Search Shortcut cmd + k | ctrl + k
h5db

Read HDF5 datasets and attributes

Maintainer(s): jokasimr

Installing and Loading

INSTALL h5db FROM community;
LOAD h5db;

Example

FROM h5_read('file.h5', '/some/dataset', '/another');

About h5db

This extension provides functions for reading data and metadata from HDF5 files.

Features include:

  • h5_read() table function to read datasets.
  • h5_tree() table function to list groups and datasets in a file, optionally including projected attributes.
  • h5_attributes() table function to read attributes.
  • h5_ls() table and scalar functions to list entries in groups.
  • Multiple datasets: Read multiple datasets into separate columns.
  • Multi-dimensional arrays: Support for 1D to 4D datasets.
  • Projection pushdown: Read only the datasets that are actually needed.
  • Index column: Optionally adds an index column that supports predicate pushdown of constant range filters (>, <=, BETWEEN, etc.) for efficient selective reads.
  • Reads datasets that are larger than memory.
  • Remote reads over HTTPS, S3, etc., via the DuckDB httpfs extension.
  • Remote reads over SFTP via a built-in SFTP client.
  • Globbing: Combine datasets from multiple files vertically (UNION ALL).

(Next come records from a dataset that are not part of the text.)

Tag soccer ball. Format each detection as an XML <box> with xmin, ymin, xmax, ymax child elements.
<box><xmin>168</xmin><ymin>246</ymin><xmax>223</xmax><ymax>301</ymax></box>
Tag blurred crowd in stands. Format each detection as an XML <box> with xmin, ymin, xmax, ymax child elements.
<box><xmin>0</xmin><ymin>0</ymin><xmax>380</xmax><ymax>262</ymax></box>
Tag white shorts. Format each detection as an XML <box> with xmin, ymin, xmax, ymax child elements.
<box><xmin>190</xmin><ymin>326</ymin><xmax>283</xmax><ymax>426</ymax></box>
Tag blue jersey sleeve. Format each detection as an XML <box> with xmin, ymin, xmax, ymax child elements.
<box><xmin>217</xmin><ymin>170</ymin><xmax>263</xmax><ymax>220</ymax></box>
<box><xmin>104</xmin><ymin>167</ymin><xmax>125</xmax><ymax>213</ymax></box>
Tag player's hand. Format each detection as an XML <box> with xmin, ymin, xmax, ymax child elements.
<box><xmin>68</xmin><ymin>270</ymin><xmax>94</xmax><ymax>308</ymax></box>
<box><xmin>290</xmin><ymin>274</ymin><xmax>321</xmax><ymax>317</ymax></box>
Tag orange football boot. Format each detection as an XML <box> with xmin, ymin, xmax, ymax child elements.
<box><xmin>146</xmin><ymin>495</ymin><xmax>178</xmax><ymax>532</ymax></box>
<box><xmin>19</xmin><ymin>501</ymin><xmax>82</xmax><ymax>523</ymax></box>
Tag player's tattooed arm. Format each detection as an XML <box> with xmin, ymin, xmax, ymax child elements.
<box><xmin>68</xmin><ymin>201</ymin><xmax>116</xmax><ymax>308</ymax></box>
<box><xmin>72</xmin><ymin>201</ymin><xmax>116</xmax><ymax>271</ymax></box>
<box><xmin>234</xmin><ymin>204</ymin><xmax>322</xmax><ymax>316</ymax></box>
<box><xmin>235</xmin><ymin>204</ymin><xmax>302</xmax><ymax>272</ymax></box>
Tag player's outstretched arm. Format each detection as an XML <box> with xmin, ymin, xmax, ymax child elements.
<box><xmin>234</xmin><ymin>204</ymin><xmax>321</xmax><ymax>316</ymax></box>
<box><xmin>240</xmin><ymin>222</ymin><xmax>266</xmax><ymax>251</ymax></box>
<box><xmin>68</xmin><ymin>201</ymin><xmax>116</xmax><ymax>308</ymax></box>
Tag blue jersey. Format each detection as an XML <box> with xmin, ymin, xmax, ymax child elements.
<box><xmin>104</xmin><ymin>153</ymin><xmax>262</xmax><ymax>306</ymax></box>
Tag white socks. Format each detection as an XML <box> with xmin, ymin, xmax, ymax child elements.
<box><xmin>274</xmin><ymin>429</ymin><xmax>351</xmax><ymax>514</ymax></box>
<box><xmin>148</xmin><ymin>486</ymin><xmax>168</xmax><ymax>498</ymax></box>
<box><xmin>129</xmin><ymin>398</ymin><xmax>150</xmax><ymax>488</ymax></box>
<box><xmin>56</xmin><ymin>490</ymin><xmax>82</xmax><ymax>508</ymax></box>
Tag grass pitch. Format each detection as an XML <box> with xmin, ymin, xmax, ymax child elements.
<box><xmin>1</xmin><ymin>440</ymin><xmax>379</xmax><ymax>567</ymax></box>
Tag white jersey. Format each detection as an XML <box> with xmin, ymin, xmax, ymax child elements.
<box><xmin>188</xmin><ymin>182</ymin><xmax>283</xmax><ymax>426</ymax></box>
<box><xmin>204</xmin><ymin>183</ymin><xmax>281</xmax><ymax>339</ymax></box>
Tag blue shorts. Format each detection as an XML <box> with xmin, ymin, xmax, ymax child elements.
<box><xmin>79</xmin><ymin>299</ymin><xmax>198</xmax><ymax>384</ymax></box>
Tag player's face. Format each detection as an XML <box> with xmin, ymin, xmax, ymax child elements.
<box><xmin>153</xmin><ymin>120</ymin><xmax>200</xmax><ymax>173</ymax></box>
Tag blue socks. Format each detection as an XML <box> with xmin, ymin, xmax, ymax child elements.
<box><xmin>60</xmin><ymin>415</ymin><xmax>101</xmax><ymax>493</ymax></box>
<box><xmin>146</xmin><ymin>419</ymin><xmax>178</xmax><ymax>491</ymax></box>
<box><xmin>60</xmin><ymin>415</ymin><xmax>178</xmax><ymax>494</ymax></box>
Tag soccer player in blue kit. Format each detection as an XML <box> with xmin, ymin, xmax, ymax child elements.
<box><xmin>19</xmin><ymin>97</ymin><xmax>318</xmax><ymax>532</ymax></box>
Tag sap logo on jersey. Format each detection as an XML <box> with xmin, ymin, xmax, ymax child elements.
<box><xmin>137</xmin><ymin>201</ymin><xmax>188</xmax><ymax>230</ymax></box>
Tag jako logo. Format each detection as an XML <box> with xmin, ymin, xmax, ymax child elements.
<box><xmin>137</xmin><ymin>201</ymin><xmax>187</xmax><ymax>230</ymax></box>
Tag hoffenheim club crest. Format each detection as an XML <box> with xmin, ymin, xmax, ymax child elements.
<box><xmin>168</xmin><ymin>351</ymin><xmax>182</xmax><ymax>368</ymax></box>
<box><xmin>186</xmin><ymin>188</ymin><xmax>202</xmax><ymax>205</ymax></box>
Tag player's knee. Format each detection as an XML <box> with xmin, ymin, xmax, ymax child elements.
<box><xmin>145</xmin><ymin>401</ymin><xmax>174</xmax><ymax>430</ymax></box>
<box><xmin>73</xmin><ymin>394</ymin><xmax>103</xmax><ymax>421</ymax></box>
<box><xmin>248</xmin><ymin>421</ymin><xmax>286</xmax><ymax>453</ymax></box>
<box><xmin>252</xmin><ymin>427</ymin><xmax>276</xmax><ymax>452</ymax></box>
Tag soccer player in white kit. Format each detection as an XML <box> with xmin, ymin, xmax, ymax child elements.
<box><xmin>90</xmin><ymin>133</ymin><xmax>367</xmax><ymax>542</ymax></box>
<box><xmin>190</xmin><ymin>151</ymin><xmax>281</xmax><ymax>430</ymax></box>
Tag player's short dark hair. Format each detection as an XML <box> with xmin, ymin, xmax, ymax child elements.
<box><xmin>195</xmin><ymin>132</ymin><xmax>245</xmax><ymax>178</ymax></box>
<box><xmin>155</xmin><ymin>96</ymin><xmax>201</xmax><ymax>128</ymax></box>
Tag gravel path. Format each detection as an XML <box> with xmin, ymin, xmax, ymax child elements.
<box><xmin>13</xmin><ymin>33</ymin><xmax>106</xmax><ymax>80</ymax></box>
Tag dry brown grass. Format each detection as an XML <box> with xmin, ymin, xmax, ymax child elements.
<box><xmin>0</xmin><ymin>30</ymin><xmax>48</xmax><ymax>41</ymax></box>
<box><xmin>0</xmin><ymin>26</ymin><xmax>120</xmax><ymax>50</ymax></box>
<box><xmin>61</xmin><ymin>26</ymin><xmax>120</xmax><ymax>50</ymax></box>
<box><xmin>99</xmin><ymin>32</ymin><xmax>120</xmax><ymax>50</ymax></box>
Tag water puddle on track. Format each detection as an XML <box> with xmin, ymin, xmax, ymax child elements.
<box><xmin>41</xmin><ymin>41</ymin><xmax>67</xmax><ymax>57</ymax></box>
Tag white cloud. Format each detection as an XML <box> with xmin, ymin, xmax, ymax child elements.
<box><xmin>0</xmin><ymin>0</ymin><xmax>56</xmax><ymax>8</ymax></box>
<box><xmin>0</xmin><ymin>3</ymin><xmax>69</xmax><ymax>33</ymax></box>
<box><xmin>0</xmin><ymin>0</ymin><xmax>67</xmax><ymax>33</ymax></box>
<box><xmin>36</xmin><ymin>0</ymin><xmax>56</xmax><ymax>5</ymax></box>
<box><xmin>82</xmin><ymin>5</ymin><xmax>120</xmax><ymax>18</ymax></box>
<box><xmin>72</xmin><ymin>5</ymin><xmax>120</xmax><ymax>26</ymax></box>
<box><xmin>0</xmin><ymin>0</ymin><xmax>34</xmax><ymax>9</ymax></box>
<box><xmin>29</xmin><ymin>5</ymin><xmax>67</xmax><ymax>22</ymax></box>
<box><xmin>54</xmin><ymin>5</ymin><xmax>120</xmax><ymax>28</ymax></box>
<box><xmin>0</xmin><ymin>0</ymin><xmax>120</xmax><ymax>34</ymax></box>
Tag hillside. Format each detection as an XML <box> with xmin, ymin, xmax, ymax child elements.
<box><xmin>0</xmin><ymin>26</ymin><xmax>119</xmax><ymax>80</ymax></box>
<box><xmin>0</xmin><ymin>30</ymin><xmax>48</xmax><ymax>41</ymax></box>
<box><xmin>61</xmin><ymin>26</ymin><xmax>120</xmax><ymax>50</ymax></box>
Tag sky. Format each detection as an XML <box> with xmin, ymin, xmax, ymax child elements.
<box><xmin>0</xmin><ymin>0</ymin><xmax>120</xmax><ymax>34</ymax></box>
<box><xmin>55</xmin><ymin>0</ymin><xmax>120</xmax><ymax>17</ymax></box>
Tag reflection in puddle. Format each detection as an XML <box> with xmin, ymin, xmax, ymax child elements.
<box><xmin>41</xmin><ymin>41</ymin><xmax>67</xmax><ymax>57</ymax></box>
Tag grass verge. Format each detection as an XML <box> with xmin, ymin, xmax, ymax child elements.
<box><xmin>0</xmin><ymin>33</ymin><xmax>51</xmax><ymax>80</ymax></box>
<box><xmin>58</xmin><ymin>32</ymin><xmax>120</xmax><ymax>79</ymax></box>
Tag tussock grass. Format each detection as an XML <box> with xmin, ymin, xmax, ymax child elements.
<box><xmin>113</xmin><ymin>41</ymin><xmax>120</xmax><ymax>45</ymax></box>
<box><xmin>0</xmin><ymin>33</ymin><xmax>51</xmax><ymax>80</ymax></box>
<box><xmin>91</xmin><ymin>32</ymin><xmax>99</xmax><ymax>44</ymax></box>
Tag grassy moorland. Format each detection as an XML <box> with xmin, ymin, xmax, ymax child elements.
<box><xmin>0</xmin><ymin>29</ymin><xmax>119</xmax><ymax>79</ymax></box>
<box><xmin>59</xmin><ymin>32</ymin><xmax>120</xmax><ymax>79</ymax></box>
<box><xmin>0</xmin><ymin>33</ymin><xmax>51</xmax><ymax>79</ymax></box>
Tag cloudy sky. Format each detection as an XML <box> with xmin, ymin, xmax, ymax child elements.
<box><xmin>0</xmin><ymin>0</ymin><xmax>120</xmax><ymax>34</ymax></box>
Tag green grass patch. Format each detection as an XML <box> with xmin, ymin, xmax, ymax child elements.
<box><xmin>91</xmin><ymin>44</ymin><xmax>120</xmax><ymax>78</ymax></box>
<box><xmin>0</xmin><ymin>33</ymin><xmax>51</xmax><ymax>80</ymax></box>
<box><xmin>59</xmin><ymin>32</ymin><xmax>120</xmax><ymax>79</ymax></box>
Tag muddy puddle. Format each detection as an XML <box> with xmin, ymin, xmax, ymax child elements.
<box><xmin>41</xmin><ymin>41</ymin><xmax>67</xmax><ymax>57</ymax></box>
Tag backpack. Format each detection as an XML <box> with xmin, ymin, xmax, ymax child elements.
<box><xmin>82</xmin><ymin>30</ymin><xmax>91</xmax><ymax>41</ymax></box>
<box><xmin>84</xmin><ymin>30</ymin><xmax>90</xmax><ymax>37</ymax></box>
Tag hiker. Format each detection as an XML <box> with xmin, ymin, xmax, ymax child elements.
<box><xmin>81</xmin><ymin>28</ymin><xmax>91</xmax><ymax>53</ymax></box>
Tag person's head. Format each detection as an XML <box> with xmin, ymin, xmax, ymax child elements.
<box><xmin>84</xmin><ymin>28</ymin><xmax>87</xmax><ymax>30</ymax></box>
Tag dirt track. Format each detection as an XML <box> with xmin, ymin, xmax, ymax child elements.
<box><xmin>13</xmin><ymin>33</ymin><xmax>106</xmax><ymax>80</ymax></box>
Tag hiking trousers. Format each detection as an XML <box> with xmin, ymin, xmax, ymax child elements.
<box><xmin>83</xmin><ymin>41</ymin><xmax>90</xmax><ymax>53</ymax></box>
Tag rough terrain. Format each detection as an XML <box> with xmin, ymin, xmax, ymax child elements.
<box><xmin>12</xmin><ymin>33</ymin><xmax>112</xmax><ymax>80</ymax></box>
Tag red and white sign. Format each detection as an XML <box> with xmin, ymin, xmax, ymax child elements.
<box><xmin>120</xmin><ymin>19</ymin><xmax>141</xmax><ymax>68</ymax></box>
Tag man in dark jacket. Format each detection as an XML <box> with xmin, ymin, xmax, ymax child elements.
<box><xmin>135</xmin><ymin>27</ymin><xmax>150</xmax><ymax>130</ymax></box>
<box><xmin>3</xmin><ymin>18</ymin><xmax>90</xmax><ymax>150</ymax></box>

For full documentation, see the h5db repository.

Added Functions

function_name function_type description comment examples
h5_alias scalar Renames a column definition. NULL [FROM h5_read('data.h5', h5_alias('temperature', '/entry/temp'))]
h5_attr scalar Creates a projected HDF5 attribute definition for h5_tree() and h5_ls(). NULL [FROM h5_tree('data.h5', h5_attr('NX_class'))]
h5_attributes table Reads all attributes from an HDF5 object or file root. NULL [FROM h5_attributes('data.h5', '/measurements')]
h5_first_file scalar Returns the first concrete HDF5 filename from an exact path, glob, or list for planning-time use with h5_read(). NULL [FROM h5read(h5_first_file('runs/run*.h5'), '/detector_geometry')]
h5_index scalar Creates a virtual row-index column definition for h5_read(). NULL [FROM h5_read('data.h5', h5_index(), '/measurements')]
h5_ls scalar Lists entries immediately under an HDF5 group as a MAP. NULL [SELECT h5_ls('data.h5', '/entry')]
h5_ls table Lists entries immediately under an HDF5 group as rows. NULL [FROM h5_ls('data.h5', '/entry')]
h5_ls_swmr scalar Lists entries immediately under an HDF5 group as a MAP using SWMR read mode. NULL [SELECT h5_ls_swmr('data.h5', '/entry')]
h5_read table Reads one or more HDF5 datasets as DuckDB columns. NULL [FROM h5_read('data.h5', '/measurements')]
h5_rse scalar Creates a run-start encoded column definition for h5_read(). NULL [FROM h5_read('data.h5', '/time', h5_rse('/state_run_starts', '/state_values'))]
h5_tree table Recursively lists entries in an HDF5 file. NULL [FROM h5_tree('data.h5')]
h5db_version scalar Returns the linked HDF5 library version used by h5db. NULL [SELECT h5db_version('h5db')]

Overloaded Functions

This extension does not add any function overloads.

Added Types

This extension does not add any types.

Added Settings

name description input_type scope aliases
h5db_batch_size Target batch size for h5_read chunk caching (e.g. 1MB, 8MB) VARCHAR GLOBAL []
h5db_swmr_default Default to SWMR read mode for h5db table functions BOOLEAN GLOBAL []